We have followed the Oregon Trail and ridden in covered wagons. We have walked on Glaciers in Iceland. We have explored Mammoth Cave and hiked to the bottom of the Grand Canyon. We have snorkeled in tropical waters and hung out with Capuchin monkeys. We have camped on beaches and forests and canoed down remote rivers. These trips define our family and the way in which we engage with the world around us. I wouldn’t take away a second of them no matter the cost.

So this bike trip? Totally financially irresponsible. Our money would be better spent paying off loans, saving for retirement or buying health insurance. But how insufferably boring! When Oakley and I leave, it will be necessary for me to close my private practice counseling business. My income will come to a crashing halt. We will defer our student loans and Twain (bless his heart) will keep working, but the trip will cost a lot in terms of gear, camping fees and other necessities. It is completely reckless and will add to our financial stress considerably.

But to not go would be worse. We hear about tragedies on a global scale every day and I also hear them on a personal scale through my counseling work. I am often overwhelmed by the state of the world and by the sadness that many people I know carry, such as depression and suicidal ideation, the crushing cycle of poverty, drug addiction and failing families. When I become overwhelmed everything seems gray. I get tired and worn and lose my spark. At these times I feel I have nothing left to offer. Then I feel bad about myself and become unmotivated. It is a sad state of affairs. I know it happens to everybody.

If I don’t have a spark and if Oakley loses his spark, what good are we? I want to be a positive force in the world and I want him to be one, too. The only way I know how to keep our sparks bright is to get out of the gray of the city. To get out off our screens and into the outdoors. To engage with others and nature. To stop worrying about ferry schedules and shopping lists. To stop rushing and getting lost in the lists of my life.

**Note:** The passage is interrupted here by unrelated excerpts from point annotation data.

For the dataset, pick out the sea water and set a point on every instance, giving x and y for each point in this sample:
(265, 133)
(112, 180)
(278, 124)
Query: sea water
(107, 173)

Adventuring in the outdoors is how I remember where I fit and what I am a part of. This is why, no matter how selfish it seems, this trip is a good thing. Yes, it is totally self-serving but, I am hoping, it will allow us to have more to give, by filling us up.

My role model is Frederick the mouse in Leo Lionni’s children’s book, Frederick. Frederick spends his days collecting beautiful images and feelings throughout the summer days to have something to share with the other mice during the dark winter months:

“And how about the Colors Frederick?” they asked anxiously.

“Close your eyes again,” Frederick said.

And when he told them of the blue periwinkles and the red poppies the yellow wheat and the green leaves of the berry bush, they saw the colors as clearly as if they had been painted on their minds.

I may never pay off my loans. I may never make the big changes that I would like to see in the world, but I think I can rationalize this expedition by believing that if we stay completely alive and awake we are adding something good to the world. At least believing us helps quell the scolding Midwesterner in me.